Are TV Networks "Inducing" Infringement by Promoting JibJab?

Posted by Ernest Miller

I'm disappointed in myself that I didn't mention this earlier. The JibJab controversy has an obvious nexus with the Inducing Infringement of Copyrights Act (IICA, née INDUCE Act). If, as the copyright holders for "This Land is Your Land" claim, the JibJab parody is a violation of copyright then all the newscasts on the major broadcast networks encouraging people to see it are obviously "inducing" people to violate copyright and could be sued for big bucks. Millions of people have dowloaded the flash animation, and the INDUCE Act could make the broadcasters liable for nearly every single download. How will the shareholders like that, assuming there is still a broadcast company left?

The Home Recording Rights Coalition has issued a press release making this very argument. I've posted the press release in its entirety below because it doesn't appear to be on the HRRC website at present. UPDATE 1335 PT - The press release is now on the HRRC website: Are TV Networks "Inducing" Infringement?.

Of course, as the press release notes, this is not a conclusion that JibJab's parody actually does violate copyright. As I've explained, I believe it is a clear case of parody and likely protected under fair use (Parody or Satire? iRaq Posters, JibJab Animation, Fuse's Silhouette Ads). Eugene Volokh disagrees, though his argument is conclusory (JibJab SoSue).

UPDATE 2 1355 PT
Public Knowledge has issued a press release supporting fair use for the JibJab parody. Read the Public Knowledge press release below.

UPDATE 3 31 July 2004
I've added a "JibJab Category" to make following the story easier.

Read on for the press releases ...

Are TV Networks “Inducing” Infringement?

Music Publisher Threatens Suit
Over Song Parody Played On Network TV

Washington, July 28, 2004 – The Home Recording Rights Coalition (HRRC) today pointed to the threat of suit against a popular political song parody as illustrating worrisome trends in copyright law, and, in particular, the danger posed by a pending bill, S. 2560, the Inducing Infringement of Copyrights Act of 2004. A music publishing company now holding the rights to the late Woody Guthrie’s 1956 classic “This Land Is Your Land” has threatened to sue the creators of the widely circulated JibJab parody.

“This case illustrates the potentially cascading effect of overly broad laws and court cases,” HRRC Chairman Gary Shapiro said. “Copyright terms have been extended for almost a century after the artist dies. Coverage for these protected works is claimed so broadly as to chill, threaten and squelch any possible creativity, in others, that the works may inspire. Now -- if S. 2560 were to pass – anyone who popularizes, points to, or even discusses an allegedly infringing version would also face suit for infringement.
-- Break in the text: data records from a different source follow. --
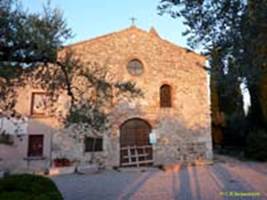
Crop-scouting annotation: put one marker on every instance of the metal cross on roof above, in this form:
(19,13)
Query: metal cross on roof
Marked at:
(133,19)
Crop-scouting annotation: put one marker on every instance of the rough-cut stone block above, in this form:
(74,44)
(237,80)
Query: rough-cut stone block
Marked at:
(88,169)
(61,170)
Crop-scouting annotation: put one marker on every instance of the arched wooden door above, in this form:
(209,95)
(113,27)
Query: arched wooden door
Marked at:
(134,142)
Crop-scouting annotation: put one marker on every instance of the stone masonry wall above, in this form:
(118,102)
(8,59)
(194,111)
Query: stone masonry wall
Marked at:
(183,131)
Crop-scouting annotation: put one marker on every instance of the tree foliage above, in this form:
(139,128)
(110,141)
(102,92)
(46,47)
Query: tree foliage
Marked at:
(232,34)
(31,50)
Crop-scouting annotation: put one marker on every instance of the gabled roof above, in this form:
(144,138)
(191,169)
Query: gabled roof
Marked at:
(152,32)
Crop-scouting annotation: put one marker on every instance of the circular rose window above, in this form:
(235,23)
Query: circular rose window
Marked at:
(135,67)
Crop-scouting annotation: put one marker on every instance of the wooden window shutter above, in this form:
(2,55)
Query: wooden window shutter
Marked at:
(165,96)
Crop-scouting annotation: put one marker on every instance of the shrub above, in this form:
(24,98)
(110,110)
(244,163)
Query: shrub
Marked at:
(256,145)
(28,187)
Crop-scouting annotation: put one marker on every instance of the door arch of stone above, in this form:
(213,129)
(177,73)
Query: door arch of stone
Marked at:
(134,137)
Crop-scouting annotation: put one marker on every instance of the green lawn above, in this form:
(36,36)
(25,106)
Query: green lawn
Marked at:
(28,187)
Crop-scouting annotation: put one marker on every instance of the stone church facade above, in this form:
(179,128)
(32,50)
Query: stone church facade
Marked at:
(174,111)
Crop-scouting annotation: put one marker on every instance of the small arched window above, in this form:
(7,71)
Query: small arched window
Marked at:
(165,96)
(135,67)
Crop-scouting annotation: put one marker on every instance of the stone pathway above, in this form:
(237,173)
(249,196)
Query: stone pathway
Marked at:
(210,182)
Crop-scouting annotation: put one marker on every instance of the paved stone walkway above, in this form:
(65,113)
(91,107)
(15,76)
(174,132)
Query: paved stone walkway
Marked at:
(192,182)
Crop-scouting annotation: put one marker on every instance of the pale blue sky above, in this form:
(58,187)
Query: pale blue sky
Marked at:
(91,18)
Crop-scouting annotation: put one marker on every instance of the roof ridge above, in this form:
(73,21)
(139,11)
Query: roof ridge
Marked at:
(103,36)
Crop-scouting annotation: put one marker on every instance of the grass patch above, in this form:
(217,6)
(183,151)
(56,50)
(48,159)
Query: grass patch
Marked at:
(28,187)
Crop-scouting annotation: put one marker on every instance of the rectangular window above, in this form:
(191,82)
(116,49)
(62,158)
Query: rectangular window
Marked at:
(35,145)
(39,101)
(93,144)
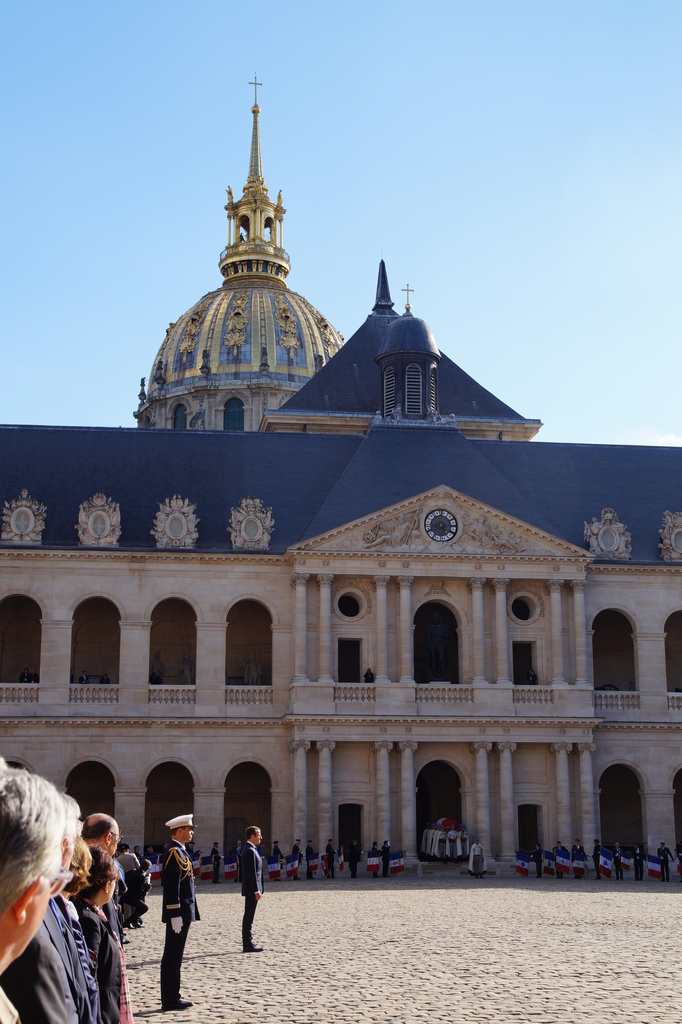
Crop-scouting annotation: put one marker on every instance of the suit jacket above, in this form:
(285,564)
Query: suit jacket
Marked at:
(179,886)
(34,983)
(252,870)
(105,958)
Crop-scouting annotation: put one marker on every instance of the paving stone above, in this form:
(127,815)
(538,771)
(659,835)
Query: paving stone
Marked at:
(409,950)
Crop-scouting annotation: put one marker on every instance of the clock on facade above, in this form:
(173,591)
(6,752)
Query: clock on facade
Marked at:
(440,525)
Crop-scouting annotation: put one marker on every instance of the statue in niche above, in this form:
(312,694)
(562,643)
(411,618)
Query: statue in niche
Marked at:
(437,644)
(186,673)
(252,672)
(158,670)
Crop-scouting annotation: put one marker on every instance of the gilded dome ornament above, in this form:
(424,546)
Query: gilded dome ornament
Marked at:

It would then take a jury trial to prove that you did not intend to induce infringement.”

“This Land Is Your Land” was written almost 50 years ago. The creators of the satirical JibJab web site produced a music video parody featuring images of President Bush, Senator Kerry, and other well-known political figures. It achieved such notice and acclaim that it was featured on the CBS Evening News. The creators were interviewed and lauded on ABC World News Tonight. When Ludlow Music, the present rights holder, threatened suit, the NBC Nightly News ran portions of it. Today, the CNN/Money site -- -- and others feature links to the full presentation on the JibJab site.

“CBS is owned by Viacom, which owns a movie studio,” Shapiro continued. “CNN is owned by Time Warner, which owns a movie studio. Disney owns ABC. GE owns NBC Universal. By channeling viewers to the web site for additional plays of the allegedly infringing work, and even actively promoting it, these sophisticated businesses would seem to be knowingly inducing further alleged infringements. If S. 2560 were to pass, it would seem that they would be among the likely defendants, along with the JibJab creators.”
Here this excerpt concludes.